Continúan las cartas, aunque muchas no llegan a su destino. El 11 de mayo de 1873 cae el caudillo en Jimaguayú, tierra camagüeyana. Tardíamente su esposa recibe la noticia.
Su cadáver fue incinerado y lanzadas sus cenizas al viento; la esposa enfermaba de cuidado. No resultó sencillo para ella volver a la vida cotidiana. Nunca más vistió de otro color que no fuera el negro.
Como continuara mal de salud, su madre la llevó a Nueva York. Allí conoció a José Martí y junto a este ofreció su colaboración en cuanta tarea fue necesaria. Hasta el fin de sus días firmó Amalia Simoni de Agramonte.
Sus padres regresaron a Camagüey y trataron de hacer habitable la quinta Tínima.

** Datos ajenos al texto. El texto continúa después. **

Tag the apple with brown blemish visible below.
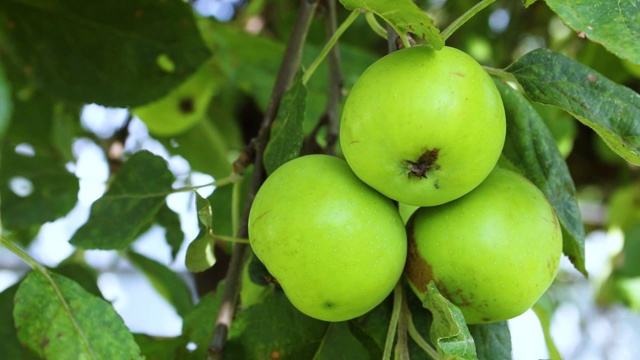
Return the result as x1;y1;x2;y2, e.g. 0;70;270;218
340;45;506;206
405;167;563;324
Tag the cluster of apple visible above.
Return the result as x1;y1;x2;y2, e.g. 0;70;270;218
248;46;563;324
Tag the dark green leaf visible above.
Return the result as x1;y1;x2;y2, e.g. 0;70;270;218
126;250;193;317
0;0;210;107
496;80;587;275
226;293;330;359
0;150;79;232
0;62;11;140
616;224;640;277
178;284;224;360
422;282;476;360
468;322;512;360
545;0;640;64
155;201;184;260
196;191;212;228
314;322;371;360
14;271;142;359
348;297;394;359
0;85;79;236
160;119;232;179
338;0;443;49
0;282;38;360
263;73;306;175
185;228;216;273
54;261;103;298
69;150;174;249
133;334;183;360
506;48;640;165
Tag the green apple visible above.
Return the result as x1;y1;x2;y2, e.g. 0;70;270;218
248;155;407;322
340;46;506;207
133;60;221;136
405;167;563;324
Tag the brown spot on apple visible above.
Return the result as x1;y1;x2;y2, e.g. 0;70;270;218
405;148;440;179
404;220;434;293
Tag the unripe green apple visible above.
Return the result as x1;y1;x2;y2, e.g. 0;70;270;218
133;61;221;136
405;167;562;324
340;46;506;207
249;155;407;322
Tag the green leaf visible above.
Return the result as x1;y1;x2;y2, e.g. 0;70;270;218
422;282;476;360
185;228;216;273
178;284;224;360
0;149;79;232
0;282;38;360
338;0;443;49
468;322;512;360
126;250;193;317
185;193;216;273
155;201;184;260
226;294;330;359
523;0;538;7
263;73;306;175
69;150;174;249
348;298;393;359
54;260;103;298
13;271;142;359
0;62;11;140
496;81;587;276
545;0;640;64
506;48;640;166
314;322;371;360
133;334;183;360
0;0;211;107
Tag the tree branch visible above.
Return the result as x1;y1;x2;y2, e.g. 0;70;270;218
207;1;319;358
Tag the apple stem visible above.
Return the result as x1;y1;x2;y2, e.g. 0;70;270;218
441;0;496;41
383;282;404;360
302;8;360;86
207;0;320;357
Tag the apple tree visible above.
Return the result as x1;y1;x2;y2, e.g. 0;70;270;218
0;0;639;359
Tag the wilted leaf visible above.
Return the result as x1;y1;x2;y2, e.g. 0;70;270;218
263;73;306;175
421;282;476;359
0;0;210;107
506;48;640;166
127;250;193;317
70;151;174;249
339;0;443;49
468;322;512;360
545;0;640;64
496;80;587;275
13;271;142;359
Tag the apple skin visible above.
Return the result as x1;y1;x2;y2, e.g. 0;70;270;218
248;155;407;322
405;167;563;324
133;61;220;136
340;46;506;207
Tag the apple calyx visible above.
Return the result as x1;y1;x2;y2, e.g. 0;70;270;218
405;148;440;179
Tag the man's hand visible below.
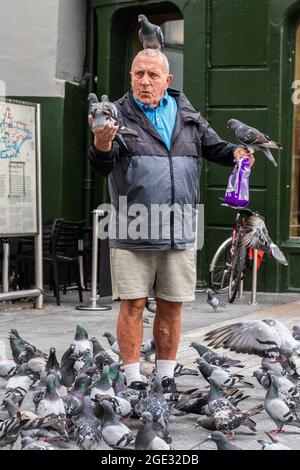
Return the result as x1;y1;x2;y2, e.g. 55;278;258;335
89;114;118;152
233;147;255;167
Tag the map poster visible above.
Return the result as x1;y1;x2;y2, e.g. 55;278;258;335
0;99;38;236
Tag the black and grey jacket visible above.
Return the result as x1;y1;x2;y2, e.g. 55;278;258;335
89;89;238;250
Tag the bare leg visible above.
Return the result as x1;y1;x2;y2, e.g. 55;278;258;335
117;298;147;364
154;298;182;360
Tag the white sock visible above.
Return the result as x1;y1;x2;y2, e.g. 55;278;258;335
156;360;176;379
122;362;142;385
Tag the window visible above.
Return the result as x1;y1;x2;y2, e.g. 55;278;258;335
161;19;184;90
290;24;300;238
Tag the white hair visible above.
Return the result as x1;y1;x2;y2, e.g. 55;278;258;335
131;49;170;74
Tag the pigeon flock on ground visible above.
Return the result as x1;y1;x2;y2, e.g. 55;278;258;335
0;316;300;451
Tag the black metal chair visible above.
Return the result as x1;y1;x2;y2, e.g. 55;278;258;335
15;218;85;305
47;219;85;305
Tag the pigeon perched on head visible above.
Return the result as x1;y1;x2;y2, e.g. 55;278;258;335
197;431;242;450
138;14;164;50
88;93;138;151
206;289;226;311
189;341;243;369
205;318;300;360
227;119;283;167
241;214;288;266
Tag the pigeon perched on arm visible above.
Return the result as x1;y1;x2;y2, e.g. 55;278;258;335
88;93;138;151
227;119;283;167
138;14;164;50
206;289;226;311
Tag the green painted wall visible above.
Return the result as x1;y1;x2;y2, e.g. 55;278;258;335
12;86;87;222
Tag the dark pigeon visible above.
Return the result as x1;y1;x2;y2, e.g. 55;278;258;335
227;118;282;167
138;14;164;50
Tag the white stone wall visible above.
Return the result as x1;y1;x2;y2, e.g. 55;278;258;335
0;0;86;97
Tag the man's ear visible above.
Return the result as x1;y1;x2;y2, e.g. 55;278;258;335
167;74;174;86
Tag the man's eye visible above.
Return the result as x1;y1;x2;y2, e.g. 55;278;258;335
136;72;143;78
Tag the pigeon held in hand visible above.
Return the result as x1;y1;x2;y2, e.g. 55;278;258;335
138;14;164;50
88;93;138;151
227;119;282;168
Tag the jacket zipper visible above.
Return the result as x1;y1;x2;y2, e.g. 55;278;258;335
168;148;175;249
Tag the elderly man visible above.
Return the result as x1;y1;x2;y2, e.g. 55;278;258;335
89;49;253;396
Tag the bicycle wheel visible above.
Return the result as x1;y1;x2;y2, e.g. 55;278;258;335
209;237;233;293
228;243;247;303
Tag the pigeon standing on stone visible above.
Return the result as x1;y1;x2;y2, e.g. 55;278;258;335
74;396;102;450
206;289;226;311
103;331;121;358
135;375;170;428
63;374;92;418
189;342;243;368
257;432;291;450
73;325;92;356
138;14;164;50
45;348;60;372
97;397;134;449
2;363;34;406
264;372;300;434
0;358;18;380
241;215;288;266
227;119;282;167
196;431;242;450
135;412;173;450
195;357;253;389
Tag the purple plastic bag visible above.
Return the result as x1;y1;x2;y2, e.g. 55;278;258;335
224;156;251;207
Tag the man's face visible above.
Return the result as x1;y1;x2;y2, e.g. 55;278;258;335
130;55;173;108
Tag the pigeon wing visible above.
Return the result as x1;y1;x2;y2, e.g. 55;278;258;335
205;321;282;357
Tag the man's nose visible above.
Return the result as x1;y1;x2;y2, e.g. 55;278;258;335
141;73;150;86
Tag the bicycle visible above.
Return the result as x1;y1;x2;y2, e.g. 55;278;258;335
209;204;263;303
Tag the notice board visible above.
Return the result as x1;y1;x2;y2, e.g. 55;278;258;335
0;99;38;236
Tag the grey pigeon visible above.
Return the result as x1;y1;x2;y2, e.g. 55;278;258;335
135;375;170;428
135;412;173;450
74;396;102;450
3;363;34;406
0;358;18;380
37;374;66;424
138;14;164;50
206;288;226;311
196;431;242;450
195;357;253;389
264;372;300;433
205;318;300;360
63;374;92;417
257;432;291;450
89;336;114;368
141;339;156;360
21;436;57;450
74;325;92;355
45;348;60;372
97;397;134;449
9;329;47;361
88;93;138;151
0;414;30;449
103;331;120;358
189;341;244;368
293;325;300;341
241;215;288;266
227;118;282;167
90;364;115;399
262;363;299;398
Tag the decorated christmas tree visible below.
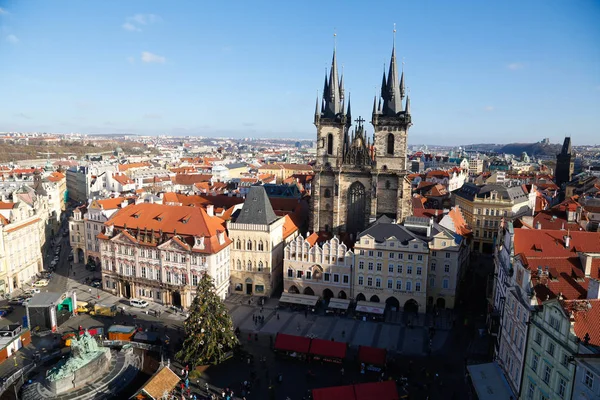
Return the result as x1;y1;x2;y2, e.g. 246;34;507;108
176;272;239;367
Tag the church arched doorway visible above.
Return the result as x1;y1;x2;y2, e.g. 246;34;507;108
303;287;315;296
288;285;299;294
346;181;367;235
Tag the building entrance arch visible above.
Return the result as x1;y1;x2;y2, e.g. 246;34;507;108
288;285;299;294
245;278;253;295
338;290;347;299
356;293;366;302
303;287;314;296
404;299;419;314
322;288;334;300
369;295;380;303
385;296;400;311
436;298;446;309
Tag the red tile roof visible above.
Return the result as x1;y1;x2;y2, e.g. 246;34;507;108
562;299;600;347
104;203;229;254
112;174;134;185
118;162;151;172
0;201;16;209
172;174;212;185
448;206;472;236
514;229;600;257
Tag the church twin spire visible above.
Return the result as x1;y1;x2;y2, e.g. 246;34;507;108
315;28;409;127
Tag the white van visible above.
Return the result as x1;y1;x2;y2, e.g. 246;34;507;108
130;298;149;308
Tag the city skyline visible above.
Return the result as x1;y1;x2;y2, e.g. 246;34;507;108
0;0;599;144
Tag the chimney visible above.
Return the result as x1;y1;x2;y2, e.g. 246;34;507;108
536;221;541;230
583;255;593;277
121;199;128;209
588;279;600;300
564;235;571;249
206;204;214;217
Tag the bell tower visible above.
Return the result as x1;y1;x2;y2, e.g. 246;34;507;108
371;26;411;173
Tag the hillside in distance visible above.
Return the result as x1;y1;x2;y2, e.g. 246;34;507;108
497;142;562;157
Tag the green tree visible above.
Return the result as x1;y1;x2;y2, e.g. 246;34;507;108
176;273;239;367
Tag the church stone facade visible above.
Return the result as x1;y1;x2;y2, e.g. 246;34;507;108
310;44;413;238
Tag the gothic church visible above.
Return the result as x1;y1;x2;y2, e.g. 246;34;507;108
310;41;413;237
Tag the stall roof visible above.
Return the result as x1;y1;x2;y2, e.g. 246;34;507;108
328;298;351;310
309;338;347;359
358;346;387;366
279;293;319;306
26;292;64;307
108;325;137;333
354;381;399;400
312;385;356;400
355;301;386;315
467;363;515;400
274;333;311;354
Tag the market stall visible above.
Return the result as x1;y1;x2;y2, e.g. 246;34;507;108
355;301;386;321
273;333;311;360
358;345;387;372
354;381;399;400
326;298;351;316
279;293;320;312
312;384;356;400
309;338;347;363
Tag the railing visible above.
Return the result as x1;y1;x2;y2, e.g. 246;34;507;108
0;362;36;397
102;340;161;352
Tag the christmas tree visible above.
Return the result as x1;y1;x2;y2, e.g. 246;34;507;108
176;272;239;367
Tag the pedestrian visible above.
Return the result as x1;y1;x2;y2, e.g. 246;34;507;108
341;330;345;337
205;382;210;394
248;333;251;342
247;357;251;365
340;367;344;376
304;309;308;318
276;312;280;320
181;368;185;377
254;333;258;341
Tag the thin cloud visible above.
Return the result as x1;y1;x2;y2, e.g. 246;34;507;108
507;62;525;71
6;34;19;44
122;22;141;32
484;106;494;112
141;51;166;64
122;13;160;32
0;7;9;15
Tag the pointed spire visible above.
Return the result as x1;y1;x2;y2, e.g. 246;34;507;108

Amalia volvió a Cuba en varias ocasiones y cuando murió su padre, abierta de nuevo la herida aún no cicatrizada de su Ignacio, regresó a la urbe neoyorkina llevando consigo a su madre.
Al cabo de un tiempo, regresó definitivamente a su Cuba. Ya la revolución del ´95 había logrado una independencia mediática. En la casa paterna enferma y su hija Herminia, que ya residía en La Habana, la lleva consigo.
El 22 de enero de 1918, la esposa del general Agramonte se reclina en un sofá mientras su hija tocaba el piano. Herminia la mira y, pensando que dormía, dejó de tocar. El cansado corazón de Amalia había dejado de latir.
El primero de diciembre de 1991, día escogido en memoria de igual fecha de 1868, cuando ella salió de la isla para incorporarse a la insurrección, sus restos fueron trasladados, en una urna cubierta con la bandera cubana y gladiolos, al cementerio camagüeyano. En esa ocasión la quinta Tínima, totalmente restaurada, fue convertida en Casa de la Mujer Camagüeyana.